その質問に対して、エルマは少し考える様子を見せた。
「これは、あくまで私個人の考えになりますが――私にとっては、シエラ様が全てでございます。シエラ様と偉大なる《アルカンシェル》の方々、そしてこの城が健在であれば、私はそれ以外のものがどうなろうと気にすることはございません。

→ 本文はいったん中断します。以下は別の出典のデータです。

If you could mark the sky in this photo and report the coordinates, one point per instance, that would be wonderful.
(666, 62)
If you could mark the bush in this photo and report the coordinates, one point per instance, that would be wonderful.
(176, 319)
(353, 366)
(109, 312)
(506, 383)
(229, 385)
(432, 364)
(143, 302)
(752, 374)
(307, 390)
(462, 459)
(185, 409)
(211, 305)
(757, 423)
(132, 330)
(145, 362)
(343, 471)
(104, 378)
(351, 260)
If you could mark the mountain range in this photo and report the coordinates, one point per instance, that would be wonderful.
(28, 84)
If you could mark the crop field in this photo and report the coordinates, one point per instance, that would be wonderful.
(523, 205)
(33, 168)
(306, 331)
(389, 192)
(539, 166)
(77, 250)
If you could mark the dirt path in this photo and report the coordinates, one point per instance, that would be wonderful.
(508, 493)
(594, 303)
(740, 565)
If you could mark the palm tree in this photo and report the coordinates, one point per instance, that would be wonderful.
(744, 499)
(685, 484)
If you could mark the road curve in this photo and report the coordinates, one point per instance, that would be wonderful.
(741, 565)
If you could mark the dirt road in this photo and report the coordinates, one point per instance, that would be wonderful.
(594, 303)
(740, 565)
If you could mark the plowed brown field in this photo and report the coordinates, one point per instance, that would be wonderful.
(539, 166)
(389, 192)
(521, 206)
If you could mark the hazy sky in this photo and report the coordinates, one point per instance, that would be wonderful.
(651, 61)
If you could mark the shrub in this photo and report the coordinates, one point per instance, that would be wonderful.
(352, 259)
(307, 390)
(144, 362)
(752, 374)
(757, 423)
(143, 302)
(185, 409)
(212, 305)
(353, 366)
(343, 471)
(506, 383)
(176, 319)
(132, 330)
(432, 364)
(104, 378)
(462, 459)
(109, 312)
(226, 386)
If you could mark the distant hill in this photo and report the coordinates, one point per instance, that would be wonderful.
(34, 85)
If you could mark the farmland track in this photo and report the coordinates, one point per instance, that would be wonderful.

そして、シエラ様の前に立ち塞がる障壁に対しては我々が切り開く力となり、シエラ様が守りたいものに対してはそれを守る盾になりたいと考えております。
――ですので、此度の戦いにおいても、遠慮なく我々の力をお使いいただければと」
「エルマ――、そうじゃな、その忠誠、ありがたく受け取った。大いに頼らせてもらうとしよう」
シエラが安心した顔でそう言うと、エルマはにっこりと微笑んで深く腰を折った。その仕草はリサエラのものとそっくりで、シエラは少し驚いたのだった。